- Date: 7–13 October
- Edition: 19th
- Category: Tier II
- Draw: 28S / 16D
- Prize money: $450,000
- Surface: Hard (Greenset) / indoor
- Location: Filderstadt, Germany
- Venue: Filderstadt Tennis Club

Champions

Singles
- Martina Hingis

Doubles
- Nicole Arendt / Jana Novotná
- ← 1995 · Porsche Tennis Grand Prix · 1997 →

= 1996 Porsche Tennis Grand Prix =

The 1996 Porsche Tennis Grand Prix was a women's tennis tournament played on indoor hard courts at the Filderstadt Tennis Club in Filderstadt in Germany that was part of Tier II of the 1996 WTA Tour.
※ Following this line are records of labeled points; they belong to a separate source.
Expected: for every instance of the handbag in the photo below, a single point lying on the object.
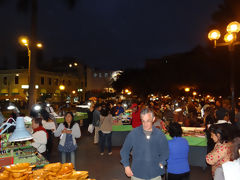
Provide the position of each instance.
(90, 128)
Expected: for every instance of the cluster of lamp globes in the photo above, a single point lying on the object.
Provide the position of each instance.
(232, 29)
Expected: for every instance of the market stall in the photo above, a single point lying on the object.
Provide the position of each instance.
(24, 171)
(19, 152)
(195, 137)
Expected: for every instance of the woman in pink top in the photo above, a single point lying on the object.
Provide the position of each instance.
(222, 149)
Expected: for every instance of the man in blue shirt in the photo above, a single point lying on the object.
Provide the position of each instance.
(119, 109)
(149, 148)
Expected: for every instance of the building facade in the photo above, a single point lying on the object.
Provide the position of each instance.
(14, 85)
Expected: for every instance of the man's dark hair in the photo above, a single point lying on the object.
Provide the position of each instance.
(38, 121)
(72, 122)
(146, 111)
(235, 148)
(97, 105)
(223, 130)
(105, 111)
(175, 129)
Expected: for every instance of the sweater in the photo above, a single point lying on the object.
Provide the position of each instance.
(231, 170)
(219, 155)
(76, 133)
(147, 153)
(40, 141)
(96, 118)
(106, 123)
(178, 156)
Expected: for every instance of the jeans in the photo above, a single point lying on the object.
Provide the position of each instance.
(156, 178)
(96, 136)
(184, 176)
(105, 137)
(72, 157)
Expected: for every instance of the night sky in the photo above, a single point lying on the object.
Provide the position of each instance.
(110, 34)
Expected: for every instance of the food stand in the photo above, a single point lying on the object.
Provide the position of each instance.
(19, 152)
(56, 171)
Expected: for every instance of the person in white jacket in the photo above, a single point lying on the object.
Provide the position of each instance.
(40, 136)
(68, 132)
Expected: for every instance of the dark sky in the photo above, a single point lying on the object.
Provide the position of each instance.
(110, 33)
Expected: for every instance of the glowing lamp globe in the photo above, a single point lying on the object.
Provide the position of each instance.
(214, 34)
(228, 37)
(233, 27)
It was the 19th edition of the tournament and was held from 7 October until 13 October 1996. Eighth-seeded Martina Hingis won the singles title.

==Finals==
===Singles===

SUI Martina Hingis defeated GER Anke Huber 6–2, 3–6, 6–3
- It was Hingis' 1st singles title of the year and of her career.

===Doubles===

USA Nicole Arendt / CZE Jana Novotná defeated SUI Martina Hingis / CZE Helena Suková 6–2, 6–3
- It was Arendt's 2nd title of the year and the 9th of her career. It was Novotná's 7th title of the year and the 73rd of her career.